Even so, growth in real GDP improved in 2017 compared to 2016.
“Real GDP increased 2.3 percent in 2017 (that is, from the 2016 annual level to the 2017 annual level), compared with an increase of 1.5 percent in 2016,” said BEA.
The BEA has calculated GDP for each year since 1929 and the growth in real (inflation-adjusted) GDP for each year since 1930.
In the 88 years for which the BEA has calculated the annual growth in real GDP (1930 through 2017), the period from 2006 through 2017 is the only twelve-year period in which real GDP did not grow by at least 3 percent in any year.
The best growth in real GDP in the period from 2006 through 2017 was in 2015, when it grew by 2.9 percent. The second best was 2006, when it grew by 2.7 percent.
The worst two years in that 12-year stretch were during the Great Recession of 2008 and 2009, when real GDP declined by 0.3 percent and 2.8 percent respectively.
That recession ended in June 2009. In the eight complete years since that recession (2010 through 2017), there have been three years when real GDP did not grow by as much as 2 percent. Those years were 2011 (1.6 percent), 2013 (1.7 percent) and 2016 (1.4 percent).
Before the current period, when the nation has seen twelve straight years without 3 percent growth in real GDP, the longest stretch of years in which real GDP did not grow by at least 3 percent was during the Great Depression—when there were four straight years (1930-1933) when real GDP did not grow that much.

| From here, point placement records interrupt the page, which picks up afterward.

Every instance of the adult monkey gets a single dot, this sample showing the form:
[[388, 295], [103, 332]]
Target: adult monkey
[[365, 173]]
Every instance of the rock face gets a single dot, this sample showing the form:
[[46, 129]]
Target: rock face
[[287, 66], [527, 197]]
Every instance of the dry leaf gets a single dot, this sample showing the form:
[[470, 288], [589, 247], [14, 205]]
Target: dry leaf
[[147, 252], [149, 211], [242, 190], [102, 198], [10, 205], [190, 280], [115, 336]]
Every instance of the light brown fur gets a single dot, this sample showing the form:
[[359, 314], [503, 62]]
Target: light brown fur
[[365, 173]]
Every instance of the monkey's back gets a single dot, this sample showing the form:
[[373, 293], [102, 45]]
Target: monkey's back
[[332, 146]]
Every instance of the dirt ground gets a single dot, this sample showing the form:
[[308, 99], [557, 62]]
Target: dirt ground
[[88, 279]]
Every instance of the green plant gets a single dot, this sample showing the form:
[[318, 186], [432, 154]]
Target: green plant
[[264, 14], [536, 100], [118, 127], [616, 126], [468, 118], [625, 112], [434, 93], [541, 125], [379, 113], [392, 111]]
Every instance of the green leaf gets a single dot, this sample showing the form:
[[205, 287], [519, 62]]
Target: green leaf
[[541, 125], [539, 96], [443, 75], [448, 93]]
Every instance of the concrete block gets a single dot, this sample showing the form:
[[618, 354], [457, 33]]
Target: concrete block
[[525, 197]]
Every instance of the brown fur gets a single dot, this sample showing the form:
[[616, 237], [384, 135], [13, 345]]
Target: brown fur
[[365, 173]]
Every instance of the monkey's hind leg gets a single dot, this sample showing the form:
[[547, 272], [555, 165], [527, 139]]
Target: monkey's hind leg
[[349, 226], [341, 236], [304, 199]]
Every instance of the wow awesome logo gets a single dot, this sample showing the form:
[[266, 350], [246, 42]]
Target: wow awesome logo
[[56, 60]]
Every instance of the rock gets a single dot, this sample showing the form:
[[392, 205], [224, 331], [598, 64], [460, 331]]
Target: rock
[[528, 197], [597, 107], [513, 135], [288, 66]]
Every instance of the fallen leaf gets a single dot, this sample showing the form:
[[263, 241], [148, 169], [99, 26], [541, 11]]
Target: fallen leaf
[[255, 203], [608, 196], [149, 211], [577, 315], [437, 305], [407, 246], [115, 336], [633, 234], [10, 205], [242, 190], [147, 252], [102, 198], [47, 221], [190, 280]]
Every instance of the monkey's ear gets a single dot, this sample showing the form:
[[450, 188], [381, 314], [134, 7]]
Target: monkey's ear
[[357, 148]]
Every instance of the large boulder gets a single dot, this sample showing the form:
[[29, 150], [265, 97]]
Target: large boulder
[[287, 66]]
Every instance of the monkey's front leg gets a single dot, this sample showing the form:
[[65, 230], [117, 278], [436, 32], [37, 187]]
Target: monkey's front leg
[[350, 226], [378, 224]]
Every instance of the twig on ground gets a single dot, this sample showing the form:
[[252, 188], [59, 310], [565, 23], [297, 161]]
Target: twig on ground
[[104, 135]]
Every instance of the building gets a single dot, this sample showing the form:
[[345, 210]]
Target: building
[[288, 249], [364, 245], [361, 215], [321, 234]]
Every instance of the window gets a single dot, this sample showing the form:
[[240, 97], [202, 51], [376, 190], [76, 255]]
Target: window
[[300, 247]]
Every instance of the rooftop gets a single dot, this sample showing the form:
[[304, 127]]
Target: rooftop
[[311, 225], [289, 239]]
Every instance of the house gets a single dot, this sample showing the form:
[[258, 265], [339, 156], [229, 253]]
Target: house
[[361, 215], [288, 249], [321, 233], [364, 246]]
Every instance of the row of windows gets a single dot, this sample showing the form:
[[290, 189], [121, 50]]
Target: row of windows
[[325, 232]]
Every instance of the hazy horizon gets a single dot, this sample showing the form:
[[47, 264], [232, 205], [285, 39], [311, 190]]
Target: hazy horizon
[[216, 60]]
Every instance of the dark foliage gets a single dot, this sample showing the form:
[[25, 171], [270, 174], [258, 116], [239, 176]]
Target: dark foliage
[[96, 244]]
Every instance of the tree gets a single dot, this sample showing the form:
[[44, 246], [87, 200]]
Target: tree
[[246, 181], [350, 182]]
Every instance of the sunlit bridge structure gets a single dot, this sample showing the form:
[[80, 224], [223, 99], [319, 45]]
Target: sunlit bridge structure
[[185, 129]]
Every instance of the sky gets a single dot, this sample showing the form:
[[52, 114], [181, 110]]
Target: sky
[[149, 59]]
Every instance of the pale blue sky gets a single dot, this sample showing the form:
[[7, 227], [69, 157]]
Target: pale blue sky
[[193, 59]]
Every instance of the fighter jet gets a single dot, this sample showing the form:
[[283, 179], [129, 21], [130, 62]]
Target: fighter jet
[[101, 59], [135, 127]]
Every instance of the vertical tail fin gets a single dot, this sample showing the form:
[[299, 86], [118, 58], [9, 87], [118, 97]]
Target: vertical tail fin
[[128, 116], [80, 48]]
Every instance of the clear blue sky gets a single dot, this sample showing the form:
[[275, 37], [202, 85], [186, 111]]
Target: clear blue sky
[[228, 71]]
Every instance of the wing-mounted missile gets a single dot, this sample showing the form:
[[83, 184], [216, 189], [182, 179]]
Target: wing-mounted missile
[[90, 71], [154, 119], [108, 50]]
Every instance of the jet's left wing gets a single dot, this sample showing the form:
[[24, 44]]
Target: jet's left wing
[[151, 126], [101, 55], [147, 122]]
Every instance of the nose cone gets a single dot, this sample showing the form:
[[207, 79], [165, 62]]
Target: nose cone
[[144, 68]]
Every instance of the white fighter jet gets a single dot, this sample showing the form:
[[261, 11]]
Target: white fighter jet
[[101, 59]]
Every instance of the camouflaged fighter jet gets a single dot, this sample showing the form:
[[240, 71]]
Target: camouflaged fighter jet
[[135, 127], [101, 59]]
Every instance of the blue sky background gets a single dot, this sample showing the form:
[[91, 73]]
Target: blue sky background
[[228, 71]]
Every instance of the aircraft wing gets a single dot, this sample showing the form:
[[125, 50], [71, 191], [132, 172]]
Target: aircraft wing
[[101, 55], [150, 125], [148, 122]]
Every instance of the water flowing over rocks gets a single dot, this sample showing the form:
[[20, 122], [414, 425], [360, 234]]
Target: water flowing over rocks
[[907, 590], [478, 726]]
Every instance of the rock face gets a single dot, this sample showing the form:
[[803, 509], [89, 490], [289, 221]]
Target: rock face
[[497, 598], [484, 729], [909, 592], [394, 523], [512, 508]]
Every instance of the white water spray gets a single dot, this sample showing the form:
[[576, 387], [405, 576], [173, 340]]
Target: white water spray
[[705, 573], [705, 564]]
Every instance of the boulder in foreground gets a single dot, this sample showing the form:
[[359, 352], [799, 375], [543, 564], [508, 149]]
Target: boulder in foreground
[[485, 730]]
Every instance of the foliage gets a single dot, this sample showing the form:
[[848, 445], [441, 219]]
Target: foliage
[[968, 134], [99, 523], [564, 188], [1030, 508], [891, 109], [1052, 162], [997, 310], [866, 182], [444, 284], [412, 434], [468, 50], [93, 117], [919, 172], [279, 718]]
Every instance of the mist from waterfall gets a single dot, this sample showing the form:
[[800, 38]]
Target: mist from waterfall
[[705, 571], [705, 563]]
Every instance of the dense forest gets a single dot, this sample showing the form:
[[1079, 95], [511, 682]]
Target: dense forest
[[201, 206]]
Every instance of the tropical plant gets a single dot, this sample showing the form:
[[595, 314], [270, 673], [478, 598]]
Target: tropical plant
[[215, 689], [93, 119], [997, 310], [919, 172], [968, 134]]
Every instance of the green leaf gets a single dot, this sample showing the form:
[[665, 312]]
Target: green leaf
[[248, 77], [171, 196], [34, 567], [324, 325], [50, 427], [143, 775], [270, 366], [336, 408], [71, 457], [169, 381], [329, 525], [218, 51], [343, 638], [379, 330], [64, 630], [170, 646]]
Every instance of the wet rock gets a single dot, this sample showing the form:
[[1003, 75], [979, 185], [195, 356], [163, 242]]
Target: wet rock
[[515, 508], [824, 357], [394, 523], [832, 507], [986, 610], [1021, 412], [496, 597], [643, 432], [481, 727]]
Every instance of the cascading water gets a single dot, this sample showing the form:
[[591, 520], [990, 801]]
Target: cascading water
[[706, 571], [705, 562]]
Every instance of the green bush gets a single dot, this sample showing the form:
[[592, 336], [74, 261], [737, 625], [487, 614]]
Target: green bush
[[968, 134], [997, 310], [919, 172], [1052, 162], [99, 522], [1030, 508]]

In 1930, real GDP declined by 8.5 percent; in 1931, real GDP declined by 6.4 percent; in 1932, it declined by 12.9 percent; and in 1933, it declined by 1.3 percent.
But, in 1934, real GDP bounced back with 10.8 percent annual growth.
The last time real GDP grew by as much as 10 percent was in 1943, during World War II. That year, it grew by 17.0 percent.
The last time real GDP grew by more than 8 percent was 1951, when it grew by 8.1 percent.
The last time it grew by more than 7 percent was 1984, when Ronald Reagan was president. That year, it grew by 7.3 percent.
In the years after 1984, the highest level of economic growth achieved by the United States was in 1999, when real GDP grew by 4.7 percent.
The next year, 2000, real GDP grew by 4.1 percent. But in the 17 years since then, growth in real GDP has never hit 4 percent again, and has achieved 3 percent or better only twice—in 2004 (3.8 percent) and 2005 (3.3 percent).
President Barack Obama, who was inaugurated in January 2009 and left office January 2017, is the only president on record (in the years since 1930) who has completed his time in office and who never served in a year when real GDP grew by at least 3.0 percent.